Reading Group. UniStore: A fault-tolerant marriage of causal and strong consistency

For the 80th paper in the reading group, we picked “UniStore: A fault-tolerant marriage of causal and strong consistency” by Manuel Bravo, Alexey Gotsman, Borja de Régil, and Hengfeng Wei. This ATC’21 paper adapts the Partial Order-Restrictions consistency (PoR) into a transactional model. UniStore uses PoR to reduce coordination efforts and execute as many transactions as possible under the causal consistency model while resorting to strong consistency in cases that require ordering concurrent conflicting transactions. The PoR consistency itself is an extension of RedBlue consistency that allows mixing eventually consistent and strongly consistent operations.

UniStore operates in a geo-replicated model, where each region/data center (I use region and data center interchangeably in this post) stores the entirety of the database. The regions are complete replicas of each other. Naturally, requiring strong consistency is expensive due to cross-region synchronization. Instead, UniStore allows the developers to choose running transactions as causally or strongly consistent. Causal consistency preserves the cause-and-effect notion between events — if some event e1 has resulted in event e2, then an observer seeing e2 must see the e1 as well. Naturally, if two events are concurrent, then they are not causally dependent. This independence gives us the freedom to apply these events (i.e., execute against the store) in any order. For instance, this approach provides good performance for events that may touch disjoint data concurrently. However, if these two events are concurrent and operate on the same data, then the events either need to be commutative or be partly ordered. UniStore does both of these — it implements CRDTs to ensure commutativity, but it also allows to declare a transaction as strongly consistent for cases that require ordering. As such, strong consistency becomes handy when the commutativity alone is not sufficient for the safety of the application. For example, when a transaction does a compare-and-set operation, the system must ensure that all replicas execute these compare-and-set operations in the same order.

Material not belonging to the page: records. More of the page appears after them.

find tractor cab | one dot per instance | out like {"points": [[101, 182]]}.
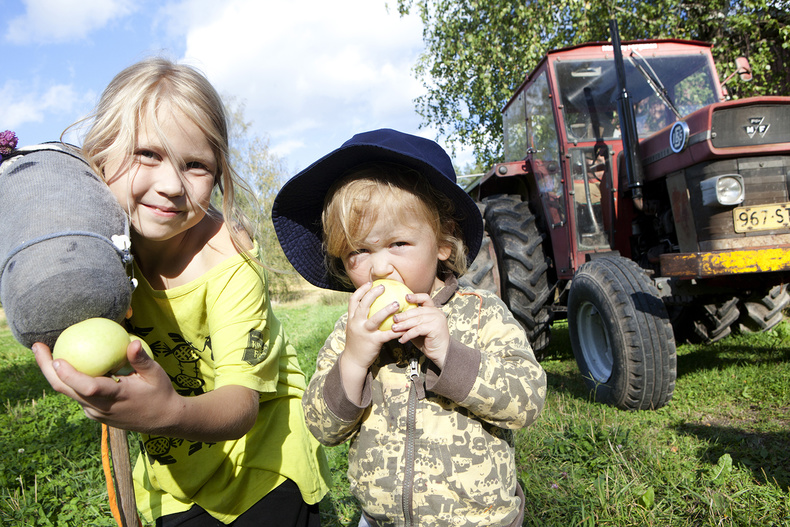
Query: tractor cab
{"points": [[563, 125]]}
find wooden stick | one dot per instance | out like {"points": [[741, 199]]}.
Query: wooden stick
{"points": [[122, 469]]}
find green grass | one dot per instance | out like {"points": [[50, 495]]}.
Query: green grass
{"points": [[718, 454]]}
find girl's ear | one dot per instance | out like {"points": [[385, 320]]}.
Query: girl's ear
{"points": [[444, 252]]}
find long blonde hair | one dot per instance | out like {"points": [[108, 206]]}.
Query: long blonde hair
{"points": [[354, 202], [135, 94]]}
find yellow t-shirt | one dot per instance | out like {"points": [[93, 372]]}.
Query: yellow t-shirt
{"points": [[214, 331]]}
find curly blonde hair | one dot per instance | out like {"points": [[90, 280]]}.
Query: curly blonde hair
{"points": [[354, 202]]}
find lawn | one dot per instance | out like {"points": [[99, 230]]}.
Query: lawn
{"points": [[718, 454]]}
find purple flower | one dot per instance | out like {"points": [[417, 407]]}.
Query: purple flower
{"points": [[8, 142]]}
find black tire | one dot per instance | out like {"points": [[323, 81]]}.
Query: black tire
{"points": [[761, 313], [525, 285], [621, 335]]}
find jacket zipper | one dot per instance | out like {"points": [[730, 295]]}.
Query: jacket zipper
{"points": [[411, 425]]}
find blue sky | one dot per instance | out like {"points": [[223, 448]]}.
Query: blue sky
{"points": [[311, 73]]}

So, in short, causal consistency is great when an application can execute complex logic in causal steps — event e1 completes, then observing the results of e1 can cause some other change e2, and so on. Strong consistency comes in handy when step-by-step non-atomic logic is not an option, and there is a need to ensure the execution order of conflicting concurrent operations. In both cases, the systems need to keep track of dependencies. For causal transactions, the dependencies are other transactions that have already finished and were made visible. For strongly consistent transactions, the dependencies also include other concurrent, conflicting, strongly consistent transactions.

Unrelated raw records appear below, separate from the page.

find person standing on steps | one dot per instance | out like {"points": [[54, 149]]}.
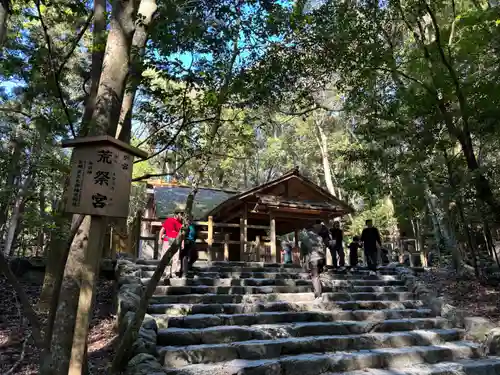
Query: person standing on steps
{"points": [[353, 253], [337, 249], [188, 253], [313, 242], [371, 243], [327, 241], [168, 232]]}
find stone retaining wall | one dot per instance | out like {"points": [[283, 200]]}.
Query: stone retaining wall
{"points": [[476, 328], [144, 359]]}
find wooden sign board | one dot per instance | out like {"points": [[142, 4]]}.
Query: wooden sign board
{"points": [[100, 181]]}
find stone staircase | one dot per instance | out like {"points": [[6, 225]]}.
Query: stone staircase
{"points": [[235, 318]]}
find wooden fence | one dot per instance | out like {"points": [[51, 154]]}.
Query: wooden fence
{"points": [[217, 240]]}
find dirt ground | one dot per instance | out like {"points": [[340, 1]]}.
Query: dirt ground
{"points": [[464, 293], [18, 357], [470, 295]]}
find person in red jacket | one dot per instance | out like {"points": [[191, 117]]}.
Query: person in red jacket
{"points": [[168, 232]]}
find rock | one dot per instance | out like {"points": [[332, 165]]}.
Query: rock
{"points": [[491, 345], [144, 364], [148, 335], [149, 322], [477, 328], [421, 292], [141, 346], [436, 305], [134, 288], [393, 265], [129, 279], [454, 315]]}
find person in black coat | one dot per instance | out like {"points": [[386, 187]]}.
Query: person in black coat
{"points": [[371, 243], [338, 248]]}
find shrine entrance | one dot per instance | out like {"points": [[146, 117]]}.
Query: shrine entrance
{"points": [[282, 206]]}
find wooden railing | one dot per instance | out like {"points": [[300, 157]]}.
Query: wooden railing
{"points": [[256, 250]]}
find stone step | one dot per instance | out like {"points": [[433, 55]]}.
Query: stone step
{"points": [[273, 297], [483, 366], [229, 334], [274, 268], [278, 282], [241, 308], [275, 275], [206, 289], [175, 356], [154, 262], [316, 364], [212, 320]]}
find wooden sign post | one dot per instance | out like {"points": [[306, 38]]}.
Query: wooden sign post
{"points": [[100, 182]]}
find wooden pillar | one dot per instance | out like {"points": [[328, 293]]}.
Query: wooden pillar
{"points": [[137, 235], [275, 255], [210, 239], [257, 248], [226, 247], [243, 235]]}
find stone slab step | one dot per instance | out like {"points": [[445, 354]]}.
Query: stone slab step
{"points": [[213, 320], [241, 308], [272, 297], [277, 282], [483, 366], [206, 289], [176, 357], [229, 334], [154, 262], [275, 275], [315, 364], [276, 268]]}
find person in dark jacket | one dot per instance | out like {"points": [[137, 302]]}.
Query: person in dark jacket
{"points": [[189, 253], [371, 243], [353, 252], [337, 249], [314, 245]]}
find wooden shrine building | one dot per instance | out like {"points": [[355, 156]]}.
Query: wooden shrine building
{"points": [[245, 226]]}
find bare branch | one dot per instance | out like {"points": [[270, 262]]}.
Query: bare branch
{"points": [[304, 112], [149, 175], [14, 110], [75, 43]]}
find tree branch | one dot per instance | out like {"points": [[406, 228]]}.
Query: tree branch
{"points": [[53, 69], [18, 111], [75, 43], [149, 175]]}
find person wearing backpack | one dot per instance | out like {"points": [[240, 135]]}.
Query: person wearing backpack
{"points": [[189, 253]]}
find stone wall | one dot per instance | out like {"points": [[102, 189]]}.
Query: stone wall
{"points": [[476, 328], [144, 360]]}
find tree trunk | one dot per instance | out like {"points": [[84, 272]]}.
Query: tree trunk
{"points": [[115, 68], [12, 231], [65, 315], [9, 189], [147, 9], [322, 140], [4, 16], [41, 234], [55, 264], [98, 47], [104, 121]]}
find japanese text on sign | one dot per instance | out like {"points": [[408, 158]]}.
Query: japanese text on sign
{"points": [[96, 174]]}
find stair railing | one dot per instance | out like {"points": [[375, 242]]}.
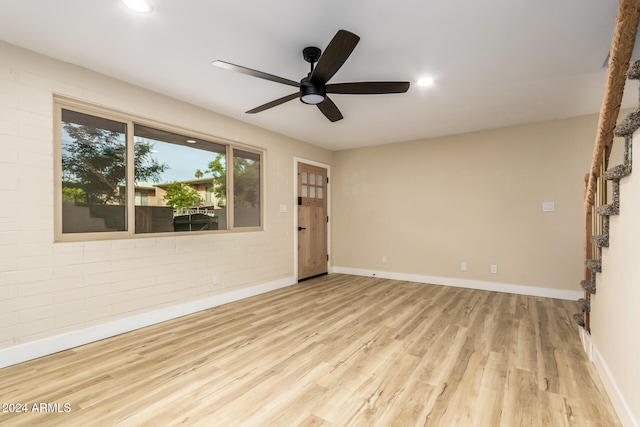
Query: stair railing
{"points": [[596, 206]]}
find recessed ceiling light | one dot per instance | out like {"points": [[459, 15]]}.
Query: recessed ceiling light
{"points": [[425, 81], [142, 6]]}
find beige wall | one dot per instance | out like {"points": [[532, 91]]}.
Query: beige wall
{"points": [[430, 205], [615, 307], [48, 288]]}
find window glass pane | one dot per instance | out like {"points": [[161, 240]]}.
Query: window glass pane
{"points": [[246, 189], [94, 184], [184, 179]]}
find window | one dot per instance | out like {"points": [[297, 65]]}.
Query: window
{"points": [[118, 177]]}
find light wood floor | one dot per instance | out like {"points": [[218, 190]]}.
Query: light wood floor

So, how does UniStore work? I actually do not want to get into the details too deep. It is a complicated paper (maybe unnecessarily complicated!), and I am not that smart to understand all of it. But I will try to get the gist of it.

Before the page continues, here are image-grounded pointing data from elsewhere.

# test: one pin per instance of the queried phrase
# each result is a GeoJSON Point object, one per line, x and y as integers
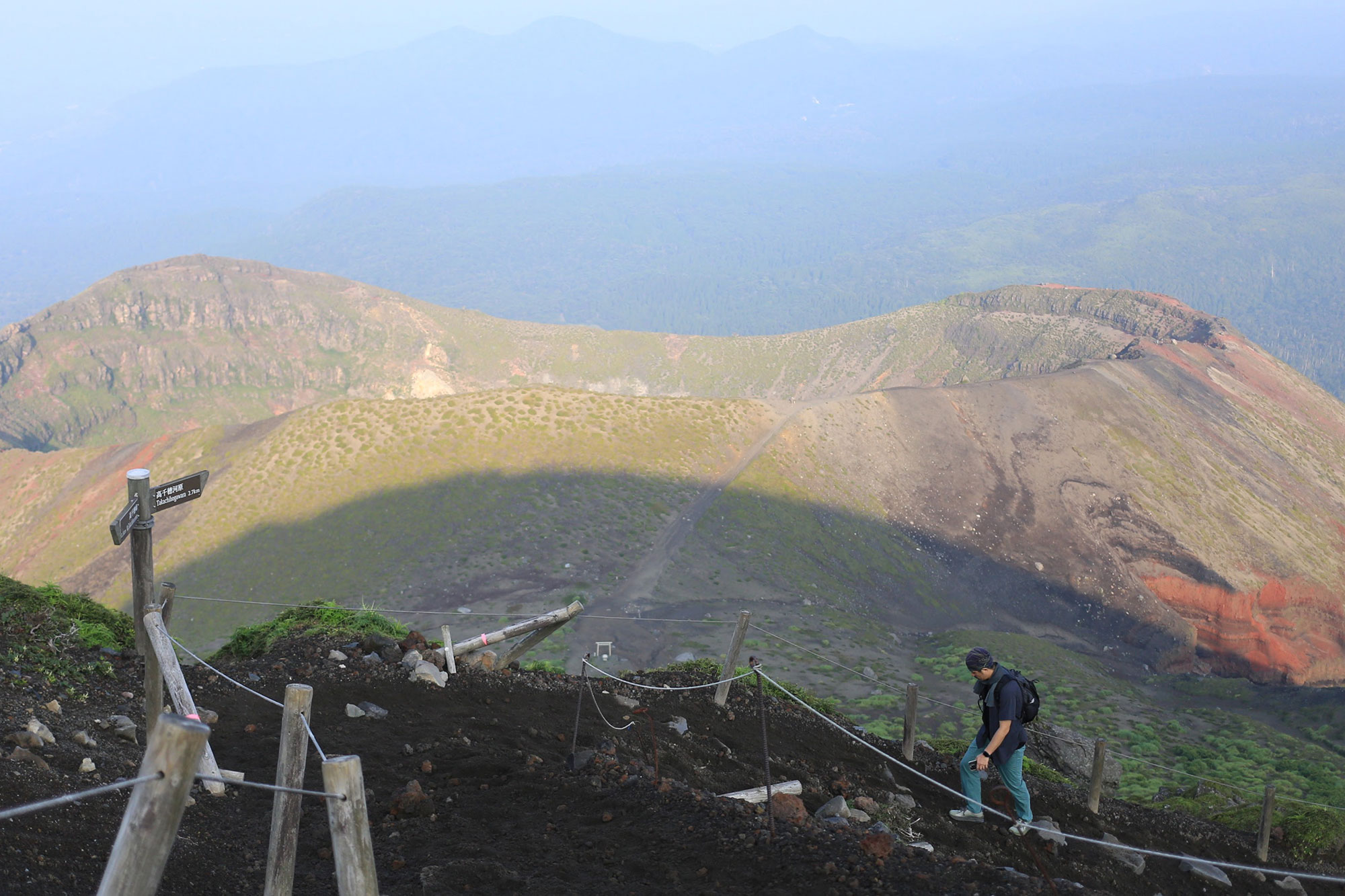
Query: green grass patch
{"type": "Point", "coordinates": [319, 618]}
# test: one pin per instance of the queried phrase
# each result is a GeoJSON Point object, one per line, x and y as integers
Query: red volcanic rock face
{"type": "Point", "coordinates": [1286, 631]}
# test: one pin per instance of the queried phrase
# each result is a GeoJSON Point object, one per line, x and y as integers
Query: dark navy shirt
{"type": "Point", "coordinates": [1008, 706]}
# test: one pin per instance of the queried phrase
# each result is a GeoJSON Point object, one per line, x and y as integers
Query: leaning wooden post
{"type": "Point", "coordinates": [1268, 818]}
{"type": "Point", "coordinates": [180, 692]}
{"type": "Point", "coordinates": [286, 809]}
{"type": "Point", "coordinates": [353, 845]}
{"type": "Point", "coordinates": [450, 661]}
{"type": "Point", "coordinates": [909, 732]}
{"type": "Point", "coordinates": [150, 823]}
{"type": "Point", "coordinates": [731, 662]}
{"type": "Point", "coordinates": [1096, 783]}
{"type": "Point", "coordinates": [143, 588]}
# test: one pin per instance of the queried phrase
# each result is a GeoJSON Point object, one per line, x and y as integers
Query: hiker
{"type": "Point", "coordinates": [1001, 740]}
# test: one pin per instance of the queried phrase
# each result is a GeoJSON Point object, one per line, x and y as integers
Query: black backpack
{"type": "Point", "coordinates": [1031, 700]}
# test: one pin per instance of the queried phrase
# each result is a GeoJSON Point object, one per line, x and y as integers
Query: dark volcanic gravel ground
{"type": "Point", "coordinates": [506, 815]}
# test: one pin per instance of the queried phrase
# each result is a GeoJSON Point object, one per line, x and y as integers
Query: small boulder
{"type": "Point", "coordinates": [1132, 860]}
{"type": "Point", "coordinates": [42, 731]}
{"type": "Point", "coordinates": [412, 802]}
{"type": "Point", "coordinates": [1206, 872]}
{"type": "Point", "coordinates": [373, 710]}
{"type": "Point", "coordinates": [22, 755]}
{"type": "Point", "coordinates": [876, 845]}
{"type": "Point", "coordinates": [835, 807]}
{"type": "Point", "coordinates": [789, 809]}
{"type": "Point", "coordinates": [427, 671]}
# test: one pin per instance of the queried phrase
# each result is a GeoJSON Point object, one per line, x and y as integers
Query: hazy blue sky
{"type": "Point", "coordinates": [64, 53]}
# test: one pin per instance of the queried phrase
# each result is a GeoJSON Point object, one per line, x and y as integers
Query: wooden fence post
{"type": "Point", "coordinates": [450, 661]}
{"type": "Point", "coordinates": [1268, 818]}
{"type": "Point", "coordinates": [1096, 783]}
{"type": "Point", "coordinates": [286, 807]}
{"type": "Point", "coordinates": [143, 589]}
{"type": "Point", "coordinates": [150, 823]}
{"type": "Point", "coordinates": [353, 845]}
{"type": "Point", "coordinates": [180, 692]}
{"type": "Point", "coordinates": [909, 732]}
{"type": "Point", "coordinates": [731, 661]}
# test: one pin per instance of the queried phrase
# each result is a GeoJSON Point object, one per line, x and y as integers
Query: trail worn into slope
{"type": "Point", "coordinates": [645, 576]}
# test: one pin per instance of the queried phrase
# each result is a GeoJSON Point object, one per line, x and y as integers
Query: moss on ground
{"type": "Point", "coordinates": [321, 618]}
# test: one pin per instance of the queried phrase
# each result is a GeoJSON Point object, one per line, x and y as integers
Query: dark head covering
{"type": "Point", "coordinates": [980, 658]}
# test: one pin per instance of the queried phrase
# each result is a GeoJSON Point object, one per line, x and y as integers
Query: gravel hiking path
{"type": "Point", "coordinates": [502, 814]}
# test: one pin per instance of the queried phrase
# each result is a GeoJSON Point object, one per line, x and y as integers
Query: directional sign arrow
{"type": "Point", "coordinates": [178, 491]}
{"type": "Point", "coordinates": [124, 521]}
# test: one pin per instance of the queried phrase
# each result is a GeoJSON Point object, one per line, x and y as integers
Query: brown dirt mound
{"type": "Point", "coordinates": [504, 813]}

The system more-or-less runs a two-phase commit protocol with optimistic concurrency control. Causal transactions commit in the local data center before returning to the client. However, these causal transactions are not visible to other transactions (and hence other clients/users) just yet. Remember, this causal transaction has not been replicated to other data centers yet, and a single region failure can cause some problems. In fact, if a strongly consistent transaction somehow takes such a non-fully replicated causal transaction as a dependency, then the whole system can get stuck if the dependent causal transaction gets lost due to some minority regions failing.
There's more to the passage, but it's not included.